Black Lighting: Season 1 ★★☆☆☆

DC just cannot deal with Marvel being in the limelight, can it? It has to copy every bloody thing the Marvel Cinematic Universe does. Marvel gives us The Avengers, DC gives us Justice League. Marvel gives us Captain America: Civil War, DC gives us Batman Vs Superman. Now, Marvel has given us Black Panther. Of course, DC has to come along and shout “oooh, oooh, we’ve got a black superhero too!” and throw Black Lightning at us. For goodness sake. When will it end?

Let’s just get through this. High school principal Jefferson Pierce (Cress Williams), who retired from his superhero persona Black Lightning nine years ago after seeing the effects it had on his family, is forced to become a vigilante again when the rise of the local gang called “The 100” leads to increased crime and corruption in his community of Freeland (yes, the peaceful community equilibrium is called Freeland). Oh, and if you’re wondering where he gets his name, he can harness and manipulate electricity. Of course he can, he’s Black Lightning.
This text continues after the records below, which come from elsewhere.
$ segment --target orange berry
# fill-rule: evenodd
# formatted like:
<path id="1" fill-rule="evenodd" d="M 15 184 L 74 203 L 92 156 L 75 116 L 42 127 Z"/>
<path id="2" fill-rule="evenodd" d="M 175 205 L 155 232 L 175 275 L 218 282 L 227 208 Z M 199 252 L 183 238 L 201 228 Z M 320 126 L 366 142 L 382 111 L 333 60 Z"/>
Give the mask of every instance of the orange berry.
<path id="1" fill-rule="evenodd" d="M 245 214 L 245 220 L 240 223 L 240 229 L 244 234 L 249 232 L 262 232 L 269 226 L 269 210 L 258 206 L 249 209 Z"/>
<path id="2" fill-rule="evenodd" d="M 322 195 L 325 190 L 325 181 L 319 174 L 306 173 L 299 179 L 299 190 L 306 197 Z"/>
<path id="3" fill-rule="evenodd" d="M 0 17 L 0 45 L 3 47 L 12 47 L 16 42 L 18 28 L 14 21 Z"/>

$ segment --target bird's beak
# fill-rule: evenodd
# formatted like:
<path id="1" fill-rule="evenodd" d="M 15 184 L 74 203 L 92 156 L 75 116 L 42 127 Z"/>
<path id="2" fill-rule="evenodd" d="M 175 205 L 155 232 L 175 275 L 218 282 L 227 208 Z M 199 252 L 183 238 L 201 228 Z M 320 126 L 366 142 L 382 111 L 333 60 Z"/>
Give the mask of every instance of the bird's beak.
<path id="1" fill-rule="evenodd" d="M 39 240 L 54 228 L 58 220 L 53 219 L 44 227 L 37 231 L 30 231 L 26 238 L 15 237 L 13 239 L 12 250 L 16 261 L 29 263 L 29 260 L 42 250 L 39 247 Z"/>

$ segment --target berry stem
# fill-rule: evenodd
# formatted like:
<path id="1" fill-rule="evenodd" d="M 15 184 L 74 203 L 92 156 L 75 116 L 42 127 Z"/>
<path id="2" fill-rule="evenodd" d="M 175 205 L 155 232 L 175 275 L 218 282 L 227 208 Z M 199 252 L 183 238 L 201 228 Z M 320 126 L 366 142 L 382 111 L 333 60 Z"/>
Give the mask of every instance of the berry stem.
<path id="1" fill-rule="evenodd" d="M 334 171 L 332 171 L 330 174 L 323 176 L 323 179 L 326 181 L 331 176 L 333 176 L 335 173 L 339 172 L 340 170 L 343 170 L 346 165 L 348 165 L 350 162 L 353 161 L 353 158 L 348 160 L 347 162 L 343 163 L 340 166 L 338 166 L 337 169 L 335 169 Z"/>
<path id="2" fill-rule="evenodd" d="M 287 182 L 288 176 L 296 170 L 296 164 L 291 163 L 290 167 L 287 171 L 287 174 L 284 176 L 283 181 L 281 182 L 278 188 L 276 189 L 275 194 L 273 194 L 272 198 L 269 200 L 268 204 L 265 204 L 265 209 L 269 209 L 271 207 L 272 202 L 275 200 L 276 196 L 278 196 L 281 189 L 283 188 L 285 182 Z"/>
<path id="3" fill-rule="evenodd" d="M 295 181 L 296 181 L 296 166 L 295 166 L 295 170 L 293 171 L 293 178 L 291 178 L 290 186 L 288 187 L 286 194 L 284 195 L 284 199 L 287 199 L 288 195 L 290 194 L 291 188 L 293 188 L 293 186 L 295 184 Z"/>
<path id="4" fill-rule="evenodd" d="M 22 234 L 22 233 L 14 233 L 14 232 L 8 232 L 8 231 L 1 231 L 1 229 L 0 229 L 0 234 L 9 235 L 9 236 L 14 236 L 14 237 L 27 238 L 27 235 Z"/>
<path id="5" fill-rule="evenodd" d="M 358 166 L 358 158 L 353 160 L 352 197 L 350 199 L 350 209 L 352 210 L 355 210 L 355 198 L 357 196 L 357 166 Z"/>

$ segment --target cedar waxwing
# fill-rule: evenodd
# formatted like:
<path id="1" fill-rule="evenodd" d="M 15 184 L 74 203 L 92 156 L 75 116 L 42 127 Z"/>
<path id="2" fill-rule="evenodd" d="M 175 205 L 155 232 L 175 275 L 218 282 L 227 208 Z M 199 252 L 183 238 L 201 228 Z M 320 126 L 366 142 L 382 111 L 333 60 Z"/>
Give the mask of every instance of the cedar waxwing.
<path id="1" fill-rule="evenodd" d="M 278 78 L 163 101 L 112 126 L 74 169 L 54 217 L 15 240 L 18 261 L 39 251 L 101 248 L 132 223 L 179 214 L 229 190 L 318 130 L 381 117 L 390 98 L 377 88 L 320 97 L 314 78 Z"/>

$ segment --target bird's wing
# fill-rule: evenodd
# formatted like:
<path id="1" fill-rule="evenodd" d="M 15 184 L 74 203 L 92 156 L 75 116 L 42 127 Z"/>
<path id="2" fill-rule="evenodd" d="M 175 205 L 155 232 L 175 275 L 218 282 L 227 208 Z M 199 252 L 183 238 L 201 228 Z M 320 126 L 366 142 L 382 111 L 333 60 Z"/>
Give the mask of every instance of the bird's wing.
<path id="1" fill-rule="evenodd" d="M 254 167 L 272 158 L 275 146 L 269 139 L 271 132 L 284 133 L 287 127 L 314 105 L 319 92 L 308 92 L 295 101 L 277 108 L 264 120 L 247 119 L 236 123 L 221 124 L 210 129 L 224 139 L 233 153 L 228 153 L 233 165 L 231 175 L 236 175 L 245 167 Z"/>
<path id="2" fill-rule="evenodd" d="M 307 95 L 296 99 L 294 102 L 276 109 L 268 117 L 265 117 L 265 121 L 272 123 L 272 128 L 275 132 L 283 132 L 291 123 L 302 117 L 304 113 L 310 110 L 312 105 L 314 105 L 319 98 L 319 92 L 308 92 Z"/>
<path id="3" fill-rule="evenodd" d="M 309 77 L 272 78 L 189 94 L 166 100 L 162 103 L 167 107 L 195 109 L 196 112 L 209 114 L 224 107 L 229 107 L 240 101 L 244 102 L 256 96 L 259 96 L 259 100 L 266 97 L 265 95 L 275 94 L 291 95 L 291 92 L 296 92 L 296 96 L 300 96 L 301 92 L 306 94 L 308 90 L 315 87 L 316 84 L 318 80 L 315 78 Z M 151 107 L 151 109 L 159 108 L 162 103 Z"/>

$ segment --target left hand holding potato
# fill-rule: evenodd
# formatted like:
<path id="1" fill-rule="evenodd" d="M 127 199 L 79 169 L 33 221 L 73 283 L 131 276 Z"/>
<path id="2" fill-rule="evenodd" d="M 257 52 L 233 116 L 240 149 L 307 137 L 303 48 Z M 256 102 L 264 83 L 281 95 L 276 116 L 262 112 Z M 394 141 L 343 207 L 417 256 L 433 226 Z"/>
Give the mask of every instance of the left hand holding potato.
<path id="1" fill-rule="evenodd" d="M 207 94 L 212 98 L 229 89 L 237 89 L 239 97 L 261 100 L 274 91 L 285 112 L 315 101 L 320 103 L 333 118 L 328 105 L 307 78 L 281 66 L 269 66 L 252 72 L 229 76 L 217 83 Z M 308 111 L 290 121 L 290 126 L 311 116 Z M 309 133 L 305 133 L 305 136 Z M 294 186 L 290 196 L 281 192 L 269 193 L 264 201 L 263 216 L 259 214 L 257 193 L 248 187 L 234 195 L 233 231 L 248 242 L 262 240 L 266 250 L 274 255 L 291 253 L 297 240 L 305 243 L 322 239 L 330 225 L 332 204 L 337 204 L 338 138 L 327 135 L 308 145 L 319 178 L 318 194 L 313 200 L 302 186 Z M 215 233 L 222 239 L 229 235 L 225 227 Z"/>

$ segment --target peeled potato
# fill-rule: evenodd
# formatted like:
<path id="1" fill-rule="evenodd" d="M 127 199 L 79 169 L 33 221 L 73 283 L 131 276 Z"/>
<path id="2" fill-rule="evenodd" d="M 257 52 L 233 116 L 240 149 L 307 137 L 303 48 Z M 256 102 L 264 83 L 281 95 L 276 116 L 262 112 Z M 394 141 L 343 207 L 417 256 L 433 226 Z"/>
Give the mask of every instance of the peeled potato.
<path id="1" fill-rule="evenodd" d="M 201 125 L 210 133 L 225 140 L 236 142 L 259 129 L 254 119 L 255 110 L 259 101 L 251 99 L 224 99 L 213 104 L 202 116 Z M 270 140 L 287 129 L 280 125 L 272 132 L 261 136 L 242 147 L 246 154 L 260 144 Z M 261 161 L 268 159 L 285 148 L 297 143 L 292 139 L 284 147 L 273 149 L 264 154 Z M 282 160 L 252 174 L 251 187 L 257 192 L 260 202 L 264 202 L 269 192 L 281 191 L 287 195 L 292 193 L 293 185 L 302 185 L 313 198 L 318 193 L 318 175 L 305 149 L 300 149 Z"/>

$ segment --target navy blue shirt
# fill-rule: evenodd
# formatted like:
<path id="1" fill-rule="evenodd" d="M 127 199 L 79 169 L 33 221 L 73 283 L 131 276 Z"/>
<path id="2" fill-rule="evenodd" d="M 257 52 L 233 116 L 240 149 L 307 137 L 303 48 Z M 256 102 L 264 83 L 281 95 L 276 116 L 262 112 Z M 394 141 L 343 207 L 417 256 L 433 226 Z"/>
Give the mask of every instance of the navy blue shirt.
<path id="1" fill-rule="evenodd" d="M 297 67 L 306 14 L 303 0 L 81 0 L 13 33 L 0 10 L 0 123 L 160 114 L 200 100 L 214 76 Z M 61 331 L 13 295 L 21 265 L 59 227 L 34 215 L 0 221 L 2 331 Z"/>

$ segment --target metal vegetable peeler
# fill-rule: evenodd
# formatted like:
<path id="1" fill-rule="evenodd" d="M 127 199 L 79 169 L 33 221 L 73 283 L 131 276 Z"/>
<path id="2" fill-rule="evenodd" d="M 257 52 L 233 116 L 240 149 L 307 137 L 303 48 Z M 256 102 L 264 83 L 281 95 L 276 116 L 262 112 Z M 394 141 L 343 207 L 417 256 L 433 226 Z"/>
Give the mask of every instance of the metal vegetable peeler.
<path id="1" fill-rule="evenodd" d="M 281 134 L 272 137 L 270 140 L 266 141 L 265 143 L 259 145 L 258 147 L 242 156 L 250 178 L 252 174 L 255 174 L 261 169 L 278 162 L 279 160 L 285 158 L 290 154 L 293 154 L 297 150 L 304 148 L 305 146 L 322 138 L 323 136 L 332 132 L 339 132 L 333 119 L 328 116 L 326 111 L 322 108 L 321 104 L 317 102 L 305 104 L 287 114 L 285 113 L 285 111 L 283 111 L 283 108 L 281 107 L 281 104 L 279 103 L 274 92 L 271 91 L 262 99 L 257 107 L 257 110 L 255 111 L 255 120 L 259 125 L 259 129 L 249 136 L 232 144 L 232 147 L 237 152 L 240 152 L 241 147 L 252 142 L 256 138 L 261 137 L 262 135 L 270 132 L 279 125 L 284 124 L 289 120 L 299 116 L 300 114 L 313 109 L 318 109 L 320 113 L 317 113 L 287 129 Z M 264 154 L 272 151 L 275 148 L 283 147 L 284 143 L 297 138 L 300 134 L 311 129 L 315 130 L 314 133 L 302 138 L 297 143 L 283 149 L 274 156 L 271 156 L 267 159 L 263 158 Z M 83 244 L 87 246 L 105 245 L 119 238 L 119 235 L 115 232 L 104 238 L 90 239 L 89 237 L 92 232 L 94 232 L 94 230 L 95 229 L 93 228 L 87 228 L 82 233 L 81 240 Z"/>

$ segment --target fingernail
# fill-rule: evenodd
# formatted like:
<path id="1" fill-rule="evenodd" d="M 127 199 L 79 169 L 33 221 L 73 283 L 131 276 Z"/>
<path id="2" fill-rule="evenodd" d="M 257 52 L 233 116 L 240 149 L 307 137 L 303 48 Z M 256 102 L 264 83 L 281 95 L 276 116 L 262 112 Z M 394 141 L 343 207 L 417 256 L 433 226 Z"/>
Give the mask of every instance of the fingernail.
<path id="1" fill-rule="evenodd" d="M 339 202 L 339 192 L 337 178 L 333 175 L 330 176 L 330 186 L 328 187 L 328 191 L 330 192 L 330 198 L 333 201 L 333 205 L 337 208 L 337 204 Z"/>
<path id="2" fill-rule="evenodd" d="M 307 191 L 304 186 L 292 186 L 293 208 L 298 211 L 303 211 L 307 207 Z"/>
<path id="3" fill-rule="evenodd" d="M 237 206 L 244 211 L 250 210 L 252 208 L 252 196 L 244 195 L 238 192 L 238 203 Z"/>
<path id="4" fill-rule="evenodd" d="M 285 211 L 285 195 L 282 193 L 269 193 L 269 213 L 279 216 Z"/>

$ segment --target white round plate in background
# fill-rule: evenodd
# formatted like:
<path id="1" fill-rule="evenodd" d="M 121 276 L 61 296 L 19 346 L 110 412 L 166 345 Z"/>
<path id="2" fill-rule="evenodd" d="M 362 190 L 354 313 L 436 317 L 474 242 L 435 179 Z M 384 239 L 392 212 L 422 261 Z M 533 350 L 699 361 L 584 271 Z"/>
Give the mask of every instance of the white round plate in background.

Now I’ve not really got anything to say about this show but I will try and bulk this review out enough to make it appear like there’s plenty to discuss but, there really isn’t. The main thing of note with Black Lightning is it is culturally relevant and often important in its portrayal of race and class. Jefferson and his family are stopped by police and threatened with guns in one uncomfortable sequence, portraying racial profiling which is always a very difficult thing to see. It is brave and rare that this was included in a superhero story, and I applaud that. Black Lightning also quotes greats like Martin Luther King Jr., making the show almost educational and certainly packing at least some good dialogue.

Putting this hero into a real world with real racism is certainly what stands it out from the largely Wakanda-set Black Panther. Don’t expect Straight Outta Compton (film) levels of racism and brutality to be portrayed, or even discussed – but even the minimum is harrowing enough to witness. But without these race references – and hell, even with them – the show never really managed to evolve into something better than its premise. Over the first season’s 13 episodes I was never truly engrossed by the narrative or action, and nothing at all other than this review pulled me back to watch the next episode. Shows like Breaking Bad and Game of Thrones leave the viewer wanting more after every single episode, Black Lightning left me utterly uninterested, ep after ep.

There are far better TV superheroes out there. Stick with Netflix’s output, because this certainly can’t hold a candle to that. While the Netflix shows feel truly cinematic and polished, I was very aware throughout Black Lightning that this was a television show. It has that TV feel, you know? And when your competitors in the genre are so much better, you need to try harder. Black Lightning might improve on its second season but right now, there’s so much already on the market that is vastly superior.